You may patch it to TensorRT OSS and rebuild the plugin library.

$ git clone https://github.com/NVIDIA/TensorRT.git
$ cd TensorRT/
$ git submodule update --init --recursive
$ mkdir -p build && cd build
$ cmake .. -DTRT_LIB_DIR=/usr/lib/aarch64-linux-gnu -DTRT_OUT_DIR=`pwd`/out
// modify the 162 line of plugin/batchedNMSPlugin/batchedNMSPlugin.cpp
$ make plugin -j$(nproc)
// Replace the existed plugin library
$ sudo cp libnvinfer_plugin.so.8.*.* /lib/aarch64-linux-gnu/libnvinfer_plugin.so.8.*.*

Could you have a try and feedback to us? Thanks~

2 Likes

Thanks @lynettez , I will try this week. I am going to inform you.

Hi @lynettez ,
It works, thank you!

However the generated engine file with BatchedNMSDynamic_TRT is faster than the engine file with BatchedNMS_TRT. I did not expect this.
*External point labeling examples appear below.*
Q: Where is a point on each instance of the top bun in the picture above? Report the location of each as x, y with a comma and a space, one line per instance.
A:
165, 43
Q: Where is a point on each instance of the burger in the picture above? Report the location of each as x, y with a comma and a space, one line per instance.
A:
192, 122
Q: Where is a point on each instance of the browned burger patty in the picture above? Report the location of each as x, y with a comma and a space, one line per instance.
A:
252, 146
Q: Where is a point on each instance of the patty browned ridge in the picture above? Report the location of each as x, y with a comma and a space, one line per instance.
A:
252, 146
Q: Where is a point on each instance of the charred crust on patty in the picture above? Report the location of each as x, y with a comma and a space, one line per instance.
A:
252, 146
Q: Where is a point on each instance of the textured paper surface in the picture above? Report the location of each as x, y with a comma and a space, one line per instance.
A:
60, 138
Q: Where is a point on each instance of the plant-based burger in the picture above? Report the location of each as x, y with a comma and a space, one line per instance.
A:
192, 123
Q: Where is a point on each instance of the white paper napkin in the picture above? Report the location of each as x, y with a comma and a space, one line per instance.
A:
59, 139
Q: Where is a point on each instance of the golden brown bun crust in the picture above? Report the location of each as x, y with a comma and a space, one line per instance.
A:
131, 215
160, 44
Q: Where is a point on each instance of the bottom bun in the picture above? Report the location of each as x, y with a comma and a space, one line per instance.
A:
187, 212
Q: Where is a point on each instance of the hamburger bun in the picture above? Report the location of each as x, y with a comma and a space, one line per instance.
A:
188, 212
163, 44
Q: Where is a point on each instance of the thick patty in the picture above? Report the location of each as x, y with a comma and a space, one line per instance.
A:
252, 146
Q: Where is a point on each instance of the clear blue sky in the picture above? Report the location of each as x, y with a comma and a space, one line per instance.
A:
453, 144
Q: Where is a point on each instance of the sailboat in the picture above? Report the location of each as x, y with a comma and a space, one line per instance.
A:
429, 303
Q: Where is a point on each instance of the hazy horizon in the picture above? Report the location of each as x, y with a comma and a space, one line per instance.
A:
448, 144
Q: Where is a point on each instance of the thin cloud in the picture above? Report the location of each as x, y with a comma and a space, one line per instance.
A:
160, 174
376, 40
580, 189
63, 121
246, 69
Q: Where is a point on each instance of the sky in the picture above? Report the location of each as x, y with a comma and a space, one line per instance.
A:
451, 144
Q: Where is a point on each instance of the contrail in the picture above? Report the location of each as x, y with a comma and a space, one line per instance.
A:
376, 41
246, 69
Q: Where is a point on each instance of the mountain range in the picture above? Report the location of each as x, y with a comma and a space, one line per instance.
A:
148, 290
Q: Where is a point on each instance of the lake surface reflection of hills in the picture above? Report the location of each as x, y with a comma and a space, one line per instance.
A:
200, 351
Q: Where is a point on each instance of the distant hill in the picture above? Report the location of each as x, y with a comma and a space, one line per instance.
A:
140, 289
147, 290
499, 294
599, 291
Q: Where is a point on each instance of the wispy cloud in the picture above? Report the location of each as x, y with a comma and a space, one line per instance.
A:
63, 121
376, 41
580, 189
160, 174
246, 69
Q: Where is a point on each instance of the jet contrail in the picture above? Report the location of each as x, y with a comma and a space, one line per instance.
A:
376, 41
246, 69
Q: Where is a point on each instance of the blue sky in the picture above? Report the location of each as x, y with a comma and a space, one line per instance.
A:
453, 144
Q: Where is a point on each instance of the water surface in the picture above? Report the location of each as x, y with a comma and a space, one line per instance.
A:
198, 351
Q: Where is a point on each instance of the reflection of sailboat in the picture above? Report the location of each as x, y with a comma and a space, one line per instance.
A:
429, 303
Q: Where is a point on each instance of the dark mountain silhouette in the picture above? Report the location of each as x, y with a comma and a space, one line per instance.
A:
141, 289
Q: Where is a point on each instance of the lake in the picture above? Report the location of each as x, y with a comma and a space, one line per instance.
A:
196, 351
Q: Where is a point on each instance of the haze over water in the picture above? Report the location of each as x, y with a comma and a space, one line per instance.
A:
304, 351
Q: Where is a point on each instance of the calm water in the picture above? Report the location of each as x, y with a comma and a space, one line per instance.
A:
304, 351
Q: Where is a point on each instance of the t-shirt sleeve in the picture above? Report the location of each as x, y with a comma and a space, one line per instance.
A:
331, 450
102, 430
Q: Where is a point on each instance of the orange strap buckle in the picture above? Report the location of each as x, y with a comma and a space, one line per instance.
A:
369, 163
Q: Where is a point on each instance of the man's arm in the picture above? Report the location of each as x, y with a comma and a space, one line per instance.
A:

By faster I mean following:

  • yolo4-csp with batch=4 with BatchedNMSDynamic_TRT gives me: 130FPS for each input stream, in total 520FPS (total=4*130)
  • yolo4-csp with batch=4 with BatchedNMS_TRT gives me 118FPS for each input stream, in total 472FPS (4*118)

In both cases the GPU was utilized for 100% and no bottleneck was there, so it seems to me weird that BatchedNMSDynamic_TRT is really faster.

Thank you for your time!

can you use command below to dump the per layer time and share with us the log?

/usr/src/tensorrt/bin/trtexec --loadEngine=TRT_Engine_generated_in_DeepStream --dumpProfile

1 Like

Ok, I did it again and now the models have the same FPS (around 4 * 130FPS). It was probably caused by wrong version of tensorrt (my version is 8.0 and I put there TensorRT OSS version of 8.2).

The logs are here:
yolov4-csp_b4_fp16_static_batch_nms.txt (72.4 KB)

yolov4-csp_b4_fp16_dynamic_batch_nms.txt (72.6 KB)

The node_of_num_detections is worth noting because its time is more than 500ms for both models.

This topic was automatically closed 14 days after the last reply. New replies are no longer allowed.